Today’s Market Trend

By Published On: September 14, 2017Categories: Crude, Diesel, Gasoline

Lifted by bullish data from OPEC, the EIA, and the IEA, crude prices are up this morning to $49.85, a gain of $1.51 from yesterday’s opening price. Prices rose throughout the day yesterday, picking up nearly a dollar during the day. This morning continues the rise, with prices gaining 55 cents since their close last night.

Refined products have been more mixed. Gasoline prices fell yesterday and remain down, while diesel prices are close to their 2-year high of $1.80. Gasoline prices continue to fall as refineries come back online and run rates increase in Houston. Prior to Harvey and Irma, gas prices were trading in the $1.57-$1.60 range, so prices seem to be returning to those lower levels. Yesterday, gasoline prices gave up over a penny to close the day at $1.6473. Gasoline prices today are $1.6397, a .76 cent loss from yesterday’s close.

Diesel prices peaked last Friday at $1.7983, the highest level since July 2015. Unlike gasoline, this was not a brief surge followed by a correction – diesel prices have remained high. Since Friday, prices dropped to the low $1.70 range, but today prices are nearing their 2-year high once again. Diesel prices are $1.7819, up 1.34 cents this morning after gaining 2.5 cents yesterday.

The EIA released its inventory data, though you wouldn’t know it by looking at the market. Crude oil stocks gained 5.9 MMbbls, in line with expectations, while gasoline stocks exceeded expectations with an 8.4 MMbbl draw. Traditionally a build for crude stocks would make prices fall, while falling gasoline stocks would cause prices to rise. Markets have been surprisingly level-headed about the inventory report, since the data only shows short-term disruptions, not long-term trends. We’ll see how long that level-headedness lasts.

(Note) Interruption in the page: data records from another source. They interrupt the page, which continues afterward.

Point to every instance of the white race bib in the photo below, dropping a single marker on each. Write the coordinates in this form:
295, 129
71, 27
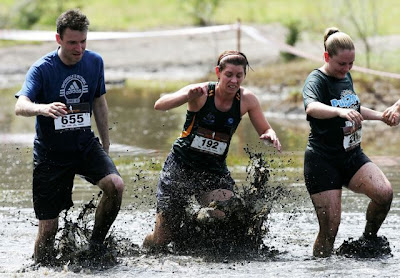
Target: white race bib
209, 145
352, 138
78, 117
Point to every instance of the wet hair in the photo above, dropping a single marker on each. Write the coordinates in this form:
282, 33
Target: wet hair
73, 19
335, 40
234, 57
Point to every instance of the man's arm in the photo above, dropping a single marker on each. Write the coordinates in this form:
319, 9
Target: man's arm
25, 107
100, 112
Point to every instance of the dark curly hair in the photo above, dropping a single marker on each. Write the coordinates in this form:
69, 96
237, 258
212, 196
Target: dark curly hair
73, 19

As we noted yesterday, prices are rising largely in response to bullish reports from the IEA, OPEC, and the EIA. The overall trend showed higher demand estimates for the remainder of the year, mixed with lower production. Part of that low production is related to temporary disruptions (militant attacks on Libya’s El Sharara field, Harvey hitting the Gulf Coast, etc.) which are mostly passed, so next month’s reports may change their tone and highlight September production increases relative to August.